DLBCL of the GCB and ABC types show common expression of spot F (inflammation), but they differ in the expression of spots containing the key genes MYC (spot D), PIM1 (E) and PRDM1 (H) (see Fig. 4 and previous subsection). The portrait of PMBL closely resembles GCB-DLBCL, which differs from that of ABC-DLBCL. It specifically expresses the plasma cell-related spot H and the proliferation-related spot D. Interestingly, the ABC-type portrait resembles that of plasmablastic and partly also immunoblastic DLBCL while the portraits of anaplastic and centroblastic DLBCL partly agree with that of GCB lymphoma (Additional file 1: Figure S3), where plasmablastic, immunoblastic, anaplastic and centroblastic lymphoma annotate three morphological variants of DLBCL. Spot H shows prominent expression also in multiple myelomas (MM) accompanied by deactivation of BCL6-related transcriptional programs (spot K) as a hallmark of plasma cell maturation which is further paralleled by high expression of spot L reflecting B cell-like characteristics. On the other hand, MM under-express spots D, E and F due to decreased proliferative and inflammatory properties compared with ABC-DLBCL. Interestingly, IRF4-LCL over-express spots D, E and G thus indicating a combination of BL-like (spot D), stromal (spot G) and ABC-DLBCL (spot E) characteristics (Fig. 4). BL-like intermediate lymphomas show over-expression of spot B that accumulates marker genes of BL  but also of spot L which is related to post- and pre-GC B cell characteristics. This spot is not observed in prototypic BL and possibly refers to early stages of BL development which is supported by the relatively weak expression of spot D harboring proliferation-related genes such as MYC, TP53 and EZH2 (Fig. 3b). The portrait of mnBLL-11q closely resembles that of intermediate lymphomas and only partly that of prototypic BL  which, in turn, resembles that of double-hit lymphoma (DHL, Fig. 4). In the supplemental text, we present a comprehensive analysis of the expression patterns before and after acquiring a second hit combining MYC- with BCL2 or BCL6 translocations (Additional file 1: Figure S4). It illustrates the capability of SOM portraying to identify specific transcriptional patterns. The DZ- (spots D and A) GC signatures were evident in BL, while the LZ-GC signature (spots E–G) was found in GCB-DLBCL, partly FL and also in ABC-DLBCL and intermediate lymphomas in mixed amounts.
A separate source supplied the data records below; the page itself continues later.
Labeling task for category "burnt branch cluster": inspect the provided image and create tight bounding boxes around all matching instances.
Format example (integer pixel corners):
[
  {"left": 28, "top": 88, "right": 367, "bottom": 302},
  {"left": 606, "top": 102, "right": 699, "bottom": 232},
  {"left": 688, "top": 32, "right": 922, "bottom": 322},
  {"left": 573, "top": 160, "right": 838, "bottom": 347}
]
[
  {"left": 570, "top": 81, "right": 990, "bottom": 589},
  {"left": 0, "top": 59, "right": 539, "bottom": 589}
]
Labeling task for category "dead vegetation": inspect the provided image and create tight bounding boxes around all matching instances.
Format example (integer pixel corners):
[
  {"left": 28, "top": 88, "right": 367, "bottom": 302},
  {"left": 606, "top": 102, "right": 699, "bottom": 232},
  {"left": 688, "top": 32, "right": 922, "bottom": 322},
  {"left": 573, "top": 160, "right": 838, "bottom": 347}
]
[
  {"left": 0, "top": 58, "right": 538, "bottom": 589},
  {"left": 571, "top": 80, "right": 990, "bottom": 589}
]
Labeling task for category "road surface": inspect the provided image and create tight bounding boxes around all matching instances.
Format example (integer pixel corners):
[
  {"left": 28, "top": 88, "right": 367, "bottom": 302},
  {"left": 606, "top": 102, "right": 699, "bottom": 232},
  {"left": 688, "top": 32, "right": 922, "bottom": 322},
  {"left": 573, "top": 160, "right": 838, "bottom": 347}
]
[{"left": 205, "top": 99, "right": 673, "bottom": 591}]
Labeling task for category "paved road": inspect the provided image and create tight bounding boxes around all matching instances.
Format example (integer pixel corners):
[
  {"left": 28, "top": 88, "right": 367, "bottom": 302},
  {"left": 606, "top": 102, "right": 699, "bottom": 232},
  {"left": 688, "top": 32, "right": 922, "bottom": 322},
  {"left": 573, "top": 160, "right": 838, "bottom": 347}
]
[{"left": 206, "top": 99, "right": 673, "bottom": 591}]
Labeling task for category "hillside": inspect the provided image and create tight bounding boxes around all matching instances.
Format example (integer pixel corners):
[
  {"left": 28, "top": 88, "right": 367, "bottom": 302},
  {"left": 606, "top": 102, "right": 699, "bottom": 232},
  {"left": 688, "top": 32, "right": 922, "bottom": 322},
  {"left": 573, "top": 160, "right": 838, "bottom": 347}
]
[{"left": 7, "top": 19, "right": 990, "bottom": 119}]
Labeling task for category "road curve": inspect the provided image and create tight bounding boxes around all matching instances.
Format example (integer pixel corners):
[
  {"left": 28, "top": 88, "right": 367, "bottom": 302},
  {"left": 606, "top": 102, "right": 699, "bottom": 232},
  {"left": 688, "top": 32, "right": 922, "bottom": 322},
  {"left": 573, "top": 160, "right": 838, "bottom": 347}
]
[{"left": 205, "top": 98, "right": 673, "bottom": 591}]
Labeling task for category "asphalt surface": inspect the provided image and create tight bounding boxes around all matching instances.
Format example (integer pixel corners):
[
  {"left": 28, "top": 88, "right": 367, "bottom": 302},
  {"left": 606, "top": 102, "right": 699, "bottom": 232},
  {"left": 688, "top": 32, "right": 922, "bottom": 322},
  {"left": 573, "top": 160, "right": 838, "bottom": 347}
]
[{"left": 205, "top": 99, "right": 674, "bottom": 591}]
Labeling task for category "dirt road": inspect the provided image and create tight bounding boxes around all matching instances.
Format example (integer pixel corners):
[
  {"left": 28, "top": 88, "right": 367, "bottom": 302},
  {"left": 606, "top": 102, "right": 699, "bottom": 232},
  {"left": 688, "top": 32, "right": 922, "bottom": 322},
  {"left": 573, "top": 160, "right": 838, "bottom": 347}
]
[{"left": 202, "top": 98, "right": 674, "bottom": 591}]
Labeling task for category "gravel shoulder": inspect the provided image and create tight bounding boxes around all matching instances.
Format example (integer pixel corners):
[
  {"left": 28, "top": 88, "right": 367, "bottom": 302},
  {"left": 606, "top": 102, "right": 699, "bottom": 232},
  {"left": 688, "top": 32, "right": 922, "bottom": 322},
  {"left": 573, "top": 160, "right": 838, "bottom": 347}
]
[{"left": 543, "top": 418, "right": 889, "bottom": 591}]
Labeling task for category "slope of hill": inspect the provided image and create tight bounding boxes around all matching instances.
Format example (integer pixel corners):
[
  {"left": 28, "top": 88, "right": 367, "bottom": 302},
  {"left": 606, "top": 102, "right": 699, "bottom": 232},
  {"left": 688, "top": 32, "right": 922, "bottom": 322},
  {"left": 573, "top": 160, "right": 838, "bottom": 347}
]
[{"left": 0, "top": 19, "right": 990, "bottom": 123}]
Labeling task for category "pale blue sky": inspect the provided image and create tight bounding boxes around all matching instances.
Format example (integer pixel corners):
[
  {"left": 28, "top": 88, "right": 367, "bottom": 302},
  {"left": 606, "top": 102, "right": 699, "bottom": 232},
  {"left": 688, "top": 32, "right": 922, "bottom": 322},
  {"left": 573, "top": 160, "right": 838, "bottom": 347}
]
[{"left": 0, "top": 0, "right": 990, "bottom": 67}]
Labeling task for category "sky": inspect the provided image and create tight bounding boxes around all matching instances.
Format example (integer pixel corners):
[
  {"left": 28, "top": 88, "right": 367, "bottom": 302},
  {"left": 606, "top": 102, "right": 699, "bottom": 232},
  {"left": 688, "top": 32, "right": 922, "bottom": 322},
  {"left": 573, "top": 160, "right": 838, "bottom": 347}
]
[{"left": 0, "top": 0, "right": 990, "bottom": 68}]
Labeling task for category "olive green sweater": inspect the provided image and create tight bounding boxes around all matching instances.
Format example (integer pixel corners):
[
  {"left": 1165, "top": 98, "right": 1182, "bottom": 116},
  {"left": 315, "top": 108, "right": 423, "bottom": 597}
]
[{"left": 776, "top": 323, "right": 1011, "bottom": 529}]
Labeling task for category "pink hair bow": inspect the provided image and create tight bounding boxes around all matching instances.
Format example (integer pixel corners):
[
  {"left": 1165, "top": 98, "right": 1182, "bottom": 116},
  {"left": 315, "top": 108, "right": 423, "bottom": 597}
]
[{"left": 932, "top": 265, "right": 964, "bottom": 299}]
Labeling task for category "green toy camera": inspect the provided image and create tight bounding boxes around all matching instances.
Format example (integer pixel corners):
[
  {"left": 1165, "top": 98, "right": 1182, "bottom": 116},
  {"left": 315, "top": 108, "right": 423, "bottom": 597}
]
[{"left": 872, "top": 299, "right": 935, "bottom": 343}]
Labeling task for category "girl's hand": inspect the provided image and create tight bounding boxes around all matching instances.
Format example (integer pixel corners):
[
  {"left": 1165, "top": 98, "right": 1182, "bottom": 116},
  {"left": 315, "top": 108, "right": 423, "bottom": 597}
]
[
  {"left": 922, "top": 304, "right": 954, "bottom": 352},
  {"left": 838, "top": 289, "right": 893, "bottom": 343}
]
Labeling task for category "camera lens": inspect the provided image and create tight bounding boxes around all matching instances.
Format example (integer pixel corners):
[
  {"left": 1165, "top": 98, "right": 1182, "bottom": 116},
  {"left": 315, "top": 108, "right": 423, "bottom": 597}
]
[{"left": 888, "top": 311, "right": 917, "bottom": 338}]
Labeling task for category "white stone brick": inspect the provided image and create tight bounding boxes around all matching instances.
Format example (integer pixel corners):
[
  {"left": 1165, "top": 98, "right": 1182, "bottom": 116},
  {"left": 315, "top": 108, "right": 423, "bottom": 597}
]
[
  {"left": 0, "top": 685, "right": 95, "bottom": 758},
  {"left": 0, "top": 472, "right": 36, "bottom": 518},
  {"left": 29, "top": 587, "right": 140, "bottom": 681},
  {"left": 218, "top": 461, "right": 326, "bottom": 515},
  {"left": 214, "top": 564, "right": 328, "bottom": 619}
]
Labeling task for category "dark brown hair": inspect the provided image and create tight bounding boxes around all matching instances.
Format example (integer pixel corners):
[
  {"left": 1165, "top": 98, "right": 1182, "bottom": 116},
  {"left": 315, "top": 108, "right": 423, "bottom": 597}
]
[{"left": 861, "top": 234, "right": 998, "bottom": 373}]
FLs of all histological grades express spot I as a transcriptional hallmark of this subtype independent of the presence or absence of the genetic hallmark of FL, namely the t(14;18) translocation (BCL2-break). Spot I partly transforms into spot G with increasing grade of FL paralleled by decreasing gene activities in the regions of other spots which indicates the progressive dominance of FL characteristics over other processes such as DNA processing and B cell characteristics. Grade 3b FL (FL/DLBCL) show a combined pattern of the FL and DLBCL-specific spots I and F, respectively, indicating the continuous transformation from FL into DLBCL. The portrait of double-hit lymphoma resembles that of BL thus reflecting increased transcriptional activity compared with FL (see also Additional file 1: Figure S4 for details). The portrait of MCL shows a unique pattern different from all the other lymphoma groups but sharing similarities with the portraits of B cells especially with strong expression of spot K and, partly, of spot M. MCL split into two subtypes deriving from pre- (type C1) or post-GC memory (C2) B cells, respectively . Both types carry the t(14:18) translation giving rise to over-expression of spot I also found in FL. C1 MCL, in contrast to C2 MCL, express the gene SOX11 near spot A which prevents them from entering the GC. The portrait of tonsils expresses spot J as the unique prominent characteristics.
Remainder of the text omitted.